I recognize that football does cost money and lots of stations are letting their contracts with pro teams run out.

But look further.

Every newscast?

Who does news? If they do, a barter service is doing it. Nothing remarkable, just noise.

Every promotion?

Who does promotions? They cost money. A few ticket giveaways here and there and other fluff that has little value to your listeners. But promotions don't have to be cost prohibitive. Creativity can trump the size of the prize. Unfortunately, stations are not in the mood to be creative.

As I said the other day, WIP was the "Cash Call Station".

WIP was also "Great Radio" -- their term.

And "Eagles Radio".

With the most popular personalities in the city.

And the acknowledged best local news operation in the city -- even keeping in mind that Westinghouse was trying to build its KYW all news franchise across the street. They did it on ten people. Ten more than owners want today.
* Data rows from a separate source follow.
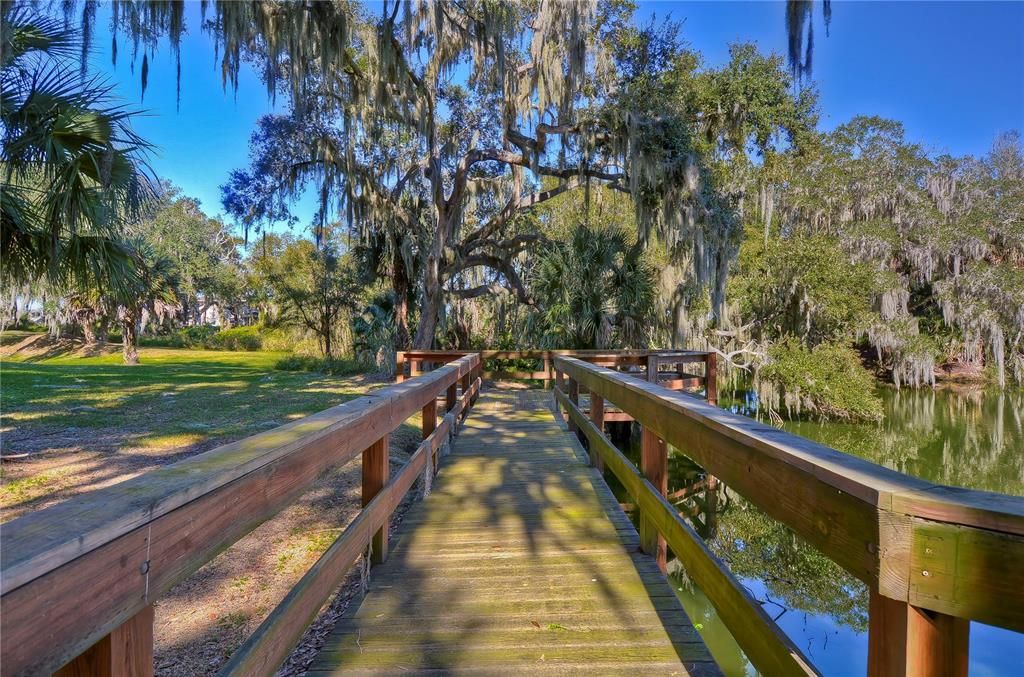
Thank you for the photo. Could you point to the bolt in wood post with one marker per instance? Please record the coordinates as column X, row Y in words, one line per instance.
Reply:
column 711, row 506
column 574, row 398
column 451, row 396
column 597, row 417
column 654, row 465
column 711, row 378
column 375, row 474
column 126, row 651
column 904, row 640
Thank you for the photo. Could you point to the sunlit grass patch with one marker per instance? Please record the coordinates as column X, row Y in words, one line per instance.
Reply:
column 25, row 489
column 171, row 440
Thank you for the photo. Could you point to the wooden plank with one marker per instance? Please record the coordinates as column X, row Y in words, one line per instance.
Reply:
column 118, row 549
column 127, row 651
column 597, row 418
column 969, row 573
column 376, row 467
column 711, row 370
column 906, row 641
column 852, row 510
column 399, row 367
column 266, row 648
column 765, row 644
column 553, row 585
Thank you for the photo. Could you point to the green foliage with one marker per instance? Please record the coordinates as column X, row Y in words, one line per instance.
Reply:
column 596, row 290
column 333, row 367
column 237, row 338
column 73, row 170
column 826, row 381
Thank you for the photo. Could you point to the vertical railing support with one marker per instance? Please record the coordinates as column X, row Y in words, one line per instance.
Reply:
column 465, row 389
column 574, row 398
column 451, row 396
column 904, row 640
column 597, row 418
column 654, row 466
column 375, row 474
column 711, row 378
column 429, row 424
column 127, row 650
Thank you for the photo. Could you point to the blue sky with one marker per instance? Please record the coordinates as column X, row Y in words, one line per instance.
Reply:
column 951, row 72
Carr also wanted to make sure the music was great and well presented -- not just records tossed at the listener.

With all due respect to computerized music programming, it sucks. No, it's not the computer that's the problem. It's the lack of showmanship for presenting the musical categories. Garbage in, garbage out. The computer is an aide to programmers not a replacement for creativity. Can you imagine radio without computerized music?

Try.

When was the last time your station made a commitment to find new listeners?

I'm waiting.

When was the last time you invited them to join the family (as it was called then) or the social network (as we call it today)?

Have you ever uttered these words or even thought of them (from Dick Carr's mouth to yours):

"Extend ourselves and care for them by doing all we could so they would stay longer and come back more often."
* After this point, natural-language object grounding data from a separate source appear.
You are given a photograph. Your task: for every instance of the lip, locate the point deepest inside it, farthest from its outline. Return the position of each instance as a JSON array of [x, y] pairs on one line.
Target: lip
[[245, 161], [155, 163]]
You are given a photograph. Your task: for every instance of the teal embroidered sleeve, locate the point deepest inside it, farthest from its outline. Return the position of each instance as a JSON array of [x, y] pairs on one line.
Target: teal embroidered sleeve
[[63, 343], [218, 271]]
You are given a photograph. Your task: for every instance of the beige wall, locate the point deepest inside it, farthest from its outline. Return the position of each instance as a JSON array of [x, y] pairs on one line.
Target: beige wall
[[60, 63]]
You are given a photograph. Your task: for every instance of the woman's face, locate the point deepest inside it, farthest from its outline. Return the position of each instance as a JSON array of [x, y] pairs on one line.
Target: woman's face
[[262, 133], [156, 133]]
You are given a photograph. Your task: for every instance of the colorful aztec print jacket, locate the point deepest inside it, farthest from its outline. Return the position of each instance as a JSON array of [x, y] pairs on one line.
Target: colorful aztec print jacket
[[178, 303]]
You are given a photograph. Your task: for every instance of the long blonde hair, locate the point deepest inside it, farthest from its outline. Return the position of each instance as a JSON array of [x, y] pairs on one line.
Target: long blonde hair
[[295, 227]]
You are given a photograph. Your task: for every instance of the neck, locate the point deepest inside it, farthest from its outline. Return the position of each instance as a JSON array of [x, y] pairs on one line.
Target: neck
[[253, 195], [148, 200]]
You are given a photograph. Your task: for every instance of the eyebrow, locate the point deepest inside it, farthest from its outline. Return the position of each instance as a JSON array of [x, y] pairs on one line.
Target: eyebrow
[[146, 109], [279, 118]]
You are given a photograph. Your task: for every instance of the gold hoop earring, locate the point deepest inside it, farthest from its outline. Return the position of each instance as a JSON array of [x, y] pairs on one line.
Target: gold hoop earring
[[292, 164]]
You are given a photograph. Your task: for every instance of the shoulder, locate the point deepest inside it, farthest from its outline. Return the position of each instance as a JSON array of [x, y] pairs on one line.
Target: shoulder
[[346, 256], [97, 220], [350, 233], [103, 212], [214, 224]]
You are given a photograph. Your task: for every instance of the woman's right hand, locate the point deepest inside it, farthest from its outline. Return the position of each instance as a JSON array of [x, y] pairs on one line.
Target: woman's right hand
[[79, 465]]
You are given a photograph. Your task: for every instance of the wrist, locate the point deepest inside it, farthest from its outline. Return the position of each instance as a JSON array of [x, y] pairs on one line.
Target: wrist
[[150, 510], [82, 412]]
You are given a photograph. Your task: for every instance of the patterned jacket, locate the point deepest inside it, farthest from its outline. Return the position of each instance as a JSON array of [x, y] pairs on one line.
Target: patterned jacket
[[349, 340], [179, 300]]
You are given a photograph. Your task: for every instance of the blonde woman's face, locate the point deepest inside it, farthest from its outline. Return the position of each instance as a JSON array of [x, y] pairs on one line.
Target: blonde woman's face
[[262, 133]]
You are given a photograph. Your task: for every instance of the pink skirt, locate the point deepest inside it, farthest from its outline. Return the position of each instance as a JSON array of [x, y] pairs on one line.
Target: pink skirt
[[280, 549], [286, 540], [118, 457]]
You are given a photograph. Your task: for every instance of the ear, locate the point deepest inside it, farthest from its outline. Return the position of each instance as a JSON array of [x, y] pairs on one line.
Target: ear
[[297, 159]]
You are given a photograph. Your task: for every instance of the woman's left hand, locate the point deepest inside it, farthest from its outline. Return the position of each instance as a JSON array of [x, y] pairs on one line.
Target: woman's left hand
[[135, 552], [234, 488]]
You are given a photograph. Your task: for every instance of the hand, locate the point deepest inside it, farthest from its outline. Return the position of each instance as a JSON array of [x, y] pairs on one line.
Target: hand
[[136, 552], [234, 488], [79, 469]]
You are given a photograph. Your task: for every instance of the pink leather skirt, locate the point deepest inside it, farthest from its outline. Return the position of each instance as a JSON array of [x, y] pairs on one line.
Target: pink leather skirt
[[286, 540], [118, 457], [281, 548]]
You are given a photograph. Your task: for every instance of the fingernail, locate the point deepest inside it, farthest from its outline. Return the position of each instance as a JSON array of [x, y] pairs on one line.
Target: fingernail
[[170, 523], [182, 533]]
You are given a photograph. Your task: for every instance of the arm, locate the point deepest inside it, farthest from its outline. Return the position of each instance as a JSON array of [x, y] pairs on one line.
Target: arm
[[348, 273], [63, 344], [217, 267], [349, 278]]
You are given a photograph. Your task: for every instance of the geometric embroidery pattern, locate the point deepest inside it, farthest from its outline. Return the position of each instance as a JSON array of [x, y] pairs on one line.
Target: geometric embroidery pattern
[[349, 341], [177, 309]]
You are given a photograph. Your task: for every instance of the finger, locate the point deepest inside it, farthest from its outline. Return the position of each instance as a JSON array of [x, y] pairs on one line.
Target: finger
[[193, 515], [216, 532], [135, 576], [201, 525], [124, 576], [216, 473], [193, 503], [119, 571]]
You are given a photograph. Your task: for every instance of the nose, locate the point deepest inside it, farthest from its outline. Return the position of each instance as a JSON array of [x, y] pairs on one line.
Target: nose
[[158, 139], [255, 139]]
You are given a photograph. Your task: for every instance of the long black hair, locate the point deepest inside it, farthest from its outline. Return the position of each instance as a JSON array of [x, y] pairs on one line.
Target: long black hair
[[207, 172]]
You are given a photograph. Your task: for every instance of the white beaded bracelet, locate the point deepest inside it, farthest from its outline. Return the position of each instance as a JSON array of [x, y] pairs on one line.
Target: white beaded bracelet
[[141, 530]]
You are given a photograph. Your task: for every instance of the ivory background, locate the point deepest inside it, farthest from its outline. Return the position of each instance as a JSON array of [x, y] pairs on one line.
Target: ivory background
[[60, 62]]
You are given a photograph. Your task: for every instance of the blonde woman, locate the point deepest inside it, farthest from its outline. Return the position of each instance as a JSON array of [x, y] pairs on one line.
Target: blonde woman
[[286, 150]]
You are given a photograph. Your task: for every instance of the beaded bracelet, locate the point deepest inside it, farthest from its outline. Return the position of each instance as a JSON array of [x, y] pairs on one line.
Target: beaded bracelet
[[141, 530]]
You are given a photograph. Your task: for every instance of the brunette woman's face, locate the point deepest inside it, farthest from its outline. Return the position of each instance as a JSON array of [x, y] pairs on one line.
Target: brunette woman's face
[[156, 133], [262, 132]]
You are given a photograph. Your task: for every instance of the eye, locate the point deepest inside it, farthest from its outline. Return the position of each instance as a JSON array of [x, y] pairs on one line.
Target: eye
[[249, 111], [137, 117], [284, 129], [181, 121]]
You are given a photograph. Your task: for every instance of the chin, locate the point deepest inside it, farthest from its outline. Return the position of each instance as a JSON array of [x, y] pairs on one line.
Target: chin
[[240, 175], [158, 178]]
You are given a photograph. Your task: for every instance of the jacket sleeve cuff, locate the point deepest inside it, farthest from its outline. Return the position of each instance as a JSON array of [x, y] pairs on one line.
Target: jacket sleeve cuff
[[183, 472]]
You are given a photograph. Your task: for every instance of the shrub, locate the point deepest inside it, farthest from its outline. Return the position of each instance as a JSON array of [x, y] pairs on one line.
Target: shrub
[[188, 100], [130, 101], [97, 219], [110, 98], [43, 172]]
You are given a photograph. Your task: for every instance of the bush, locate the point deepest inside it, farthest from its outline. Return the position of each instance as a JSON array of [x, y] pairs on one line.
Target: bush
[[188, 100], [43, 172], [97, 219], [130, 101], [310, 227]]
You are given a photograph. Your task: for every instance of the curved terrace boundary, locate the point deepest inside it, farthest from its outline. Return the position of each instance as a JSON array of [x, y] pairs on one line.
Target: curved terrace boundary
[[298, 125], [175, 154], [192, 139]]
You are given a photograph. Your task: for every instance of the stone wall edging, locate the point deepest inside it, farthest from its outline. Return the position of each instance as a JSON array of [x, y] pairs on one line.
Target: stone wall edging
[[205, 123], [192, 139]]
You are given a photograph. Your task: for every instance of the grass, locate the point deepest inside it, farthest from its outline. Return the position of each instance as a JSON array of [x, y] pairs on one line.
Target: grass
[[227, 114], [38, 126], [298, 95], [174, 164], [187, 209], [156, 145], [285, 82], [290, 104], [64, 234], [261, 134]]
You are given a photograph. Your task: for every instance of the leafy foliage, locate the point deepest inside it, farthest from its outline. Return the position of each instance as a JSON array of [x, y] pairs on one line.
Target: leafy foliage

So if you've lost your way or if the radio CEOs of today are headed in the wrong direction, it isn't so hard to get back on track for little or no money.

I write this not for Lew Dickey or Farid Suleman or David Field.
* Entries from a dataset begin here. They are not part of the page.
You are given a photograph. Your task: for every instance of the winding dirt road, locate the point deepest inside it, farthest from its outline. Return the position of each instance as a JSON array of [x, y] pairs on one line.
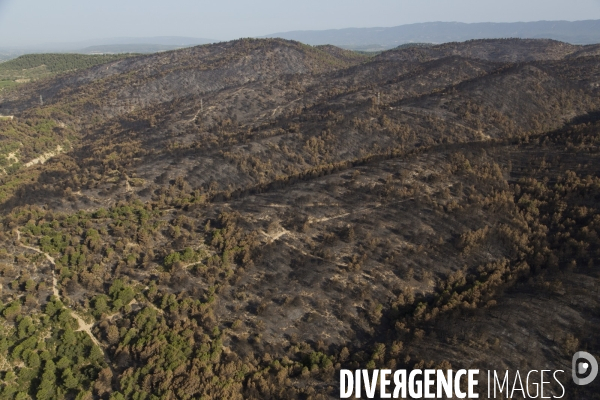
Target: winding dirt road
[[83, 326]]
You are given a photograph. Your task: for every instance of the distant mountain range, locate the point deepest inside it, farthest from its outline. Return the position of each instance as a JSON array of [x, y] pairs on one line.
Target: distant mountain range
[[368, 39], [578, 32], [109, 45]]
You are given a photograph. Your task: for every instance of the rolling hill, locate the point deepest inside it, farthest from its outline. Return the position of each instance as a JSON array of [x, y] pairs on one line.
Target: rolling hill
[[244, 219]]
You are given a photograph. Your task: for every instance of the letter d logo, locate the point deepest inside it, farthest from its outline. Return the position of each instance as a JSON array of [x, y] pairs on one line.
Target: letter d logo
[[580, 368]]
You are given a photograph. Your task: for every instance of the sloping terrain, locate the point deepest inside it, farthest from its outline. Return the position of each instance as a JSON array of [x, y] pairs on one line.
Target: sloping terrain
[[244, 219]]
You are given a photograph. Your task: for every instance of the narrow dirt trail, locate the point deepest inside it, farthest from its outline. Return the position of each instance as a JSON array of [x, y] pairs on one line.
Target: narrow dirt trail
[[83, 326]]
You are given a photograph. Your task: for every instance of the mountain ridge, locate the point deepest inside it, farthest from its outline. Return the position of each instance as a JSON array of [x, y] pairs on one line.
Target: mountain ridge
[[576, 32]]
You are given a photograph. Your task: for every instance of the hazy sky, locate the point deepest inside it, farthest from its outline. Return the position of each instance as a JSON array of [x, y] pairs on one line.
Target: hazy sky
[[25, 22]]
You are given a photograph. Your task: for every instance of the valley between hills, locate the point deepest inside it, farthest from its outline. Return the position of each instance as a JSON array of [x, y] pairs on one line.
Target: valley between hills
[[244, 219]]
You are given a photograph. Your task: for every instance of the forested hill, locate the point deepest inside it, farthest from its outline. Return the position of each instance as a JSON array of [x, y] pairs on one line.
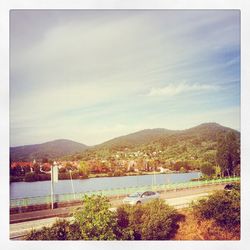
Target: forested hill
[[197, 144], [50, 150], [204, 132]]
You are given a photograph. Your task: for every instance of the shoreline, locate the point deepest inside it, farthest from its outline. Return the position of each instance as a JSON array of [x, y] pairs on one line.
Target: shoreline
[[102, 175]]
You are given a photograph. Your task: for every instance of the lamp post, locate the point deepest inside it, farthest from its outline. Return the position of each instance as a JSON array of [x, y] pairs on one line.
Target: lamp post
[[52, 188], [72, 184]]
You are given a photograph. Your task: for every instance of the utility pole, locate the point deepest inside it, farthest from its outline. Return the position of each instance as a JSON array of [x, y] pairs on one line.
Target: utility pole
[[52, 188]]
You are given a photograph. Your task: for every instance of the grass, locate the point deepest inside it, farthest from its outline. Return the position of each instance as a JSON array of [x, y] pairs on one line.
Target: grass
[[192, 229]]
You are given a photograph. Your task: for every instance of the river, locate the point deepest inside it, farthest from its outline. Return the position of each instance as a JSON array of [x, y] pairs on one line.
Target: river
[[42, 188]]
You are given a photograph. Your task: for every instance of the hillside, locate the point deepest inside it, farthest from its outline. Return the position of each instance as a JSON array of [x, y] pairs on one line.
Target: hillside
[[197, 144], [51, 150]]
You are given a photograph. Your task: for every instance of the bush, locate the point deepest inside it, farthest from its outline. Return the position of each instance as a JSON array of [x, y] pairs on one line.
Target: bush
[[30, 177], [152, 221], [223, 207], [95, 220]]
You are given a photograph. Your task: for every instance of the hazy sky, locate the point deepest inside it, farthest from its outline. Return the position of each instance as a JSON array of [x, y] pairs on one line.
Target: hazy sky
[[90, 76]]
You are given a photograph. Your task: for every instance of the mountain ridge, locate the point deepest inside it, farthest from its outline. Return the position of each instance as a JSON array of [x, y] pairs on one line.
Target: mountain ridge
[[160, 136]]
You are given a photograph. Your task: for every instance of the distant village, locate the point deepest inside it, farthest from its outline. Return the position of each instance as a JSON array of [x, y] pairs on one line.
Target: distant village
[[120, 163]]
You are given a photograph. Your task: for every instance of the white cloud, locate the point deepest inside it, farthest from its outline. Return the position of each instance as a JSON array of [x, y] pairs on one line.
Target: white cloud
[[176, 89]]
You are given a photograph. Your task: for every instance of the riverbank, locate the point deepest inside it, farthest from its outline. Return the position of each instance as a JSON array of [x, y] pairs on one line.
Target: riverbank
[[63, 176]]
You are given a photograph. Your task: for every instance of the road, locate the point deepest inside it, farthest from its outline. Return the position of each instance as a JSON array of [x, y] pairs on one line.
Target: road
[[22, 223]]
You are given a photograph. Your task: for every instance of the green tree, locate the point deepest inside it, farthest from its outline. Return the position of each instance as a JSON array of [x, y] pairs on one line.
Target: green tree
[[95, 220], [84, 169], [223, 207], [207, 169], [228, 153], [151, 221]]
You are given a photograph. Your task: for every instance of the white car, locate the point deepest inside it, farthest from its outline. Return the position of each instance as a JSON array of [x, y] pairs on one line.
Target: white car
[[141, 197]]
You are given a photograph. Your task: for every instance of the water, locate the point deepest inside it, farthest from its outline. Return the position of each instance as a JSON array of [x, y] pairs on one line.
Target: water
[[42, 188]]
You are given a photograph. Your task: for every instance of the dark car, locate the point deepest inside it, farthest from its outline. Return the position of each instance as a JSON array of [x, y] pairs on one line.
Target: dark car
[[139, 197], [232, 186]]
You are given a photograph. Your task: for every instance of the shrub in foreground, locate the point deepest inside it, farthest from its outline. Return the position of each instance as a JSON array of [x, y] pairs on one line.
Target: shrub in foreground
[[95, 221], [152, 221], [223, 207]]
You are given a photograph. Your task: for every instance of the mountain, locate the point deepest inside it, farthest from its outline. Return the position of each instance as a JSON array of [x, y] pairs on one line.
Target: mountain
[[141, 137], [198, 144], [51, 150], [205, 131]]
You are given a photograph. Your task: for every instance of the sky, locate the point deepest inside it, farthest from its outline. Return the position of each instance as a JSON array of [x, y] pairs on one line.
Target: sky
[[92, 75]]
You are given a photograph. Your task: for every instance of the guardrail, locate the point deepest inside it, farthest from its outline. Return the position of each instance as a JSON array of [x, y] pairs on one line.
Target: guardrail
[[24, 202]]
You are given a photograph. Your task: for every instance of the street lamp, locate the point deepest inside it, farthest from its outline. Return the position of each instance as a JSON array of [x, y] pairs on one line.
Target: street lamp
[[72, 184]]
This is for you -- the radio pro who still cares to do a better job even though your resources are being depleted by the minute and your ability to compete has been compromised.

You can't go out and sign a football team to build your Sunday around it -- I realize that.

But you can try to do the other things Dick Carr did then that will work like a charm even now.

Attract them.

Give them another reason to listen.

Don't just throw music at them -- rethink the presentation.

Great promotions -- money doesn't make them great (every PD knows that). Creativity and longevity does.

News and info even if you can't field your own news team. Now you have Internet resources for free. You can get local for not a helluva a lot of money.

Then -- and this is the part I love to say over and over again -- care for them.

When have we used that term. I know most radio people who have survived their owners really care -- no doubt about that. But this is about the audience -- not us.

Care for your listeners so they visit longer and come back more often.

The decline of radio has caused some good people who became CEOs to lose their minds and their hearts -- and some, their ethics.

For the hardworking radio programmers, managers, talent and sales executives, even without budgets, you can do more to take care of your listeners.

It doesn't cost much and the clusterf#@ks who you usually have to run everything past, don't even have to be consulted.

They'll never know this kind of customer care. Many would recognize it anyway.

This is between you and the listener.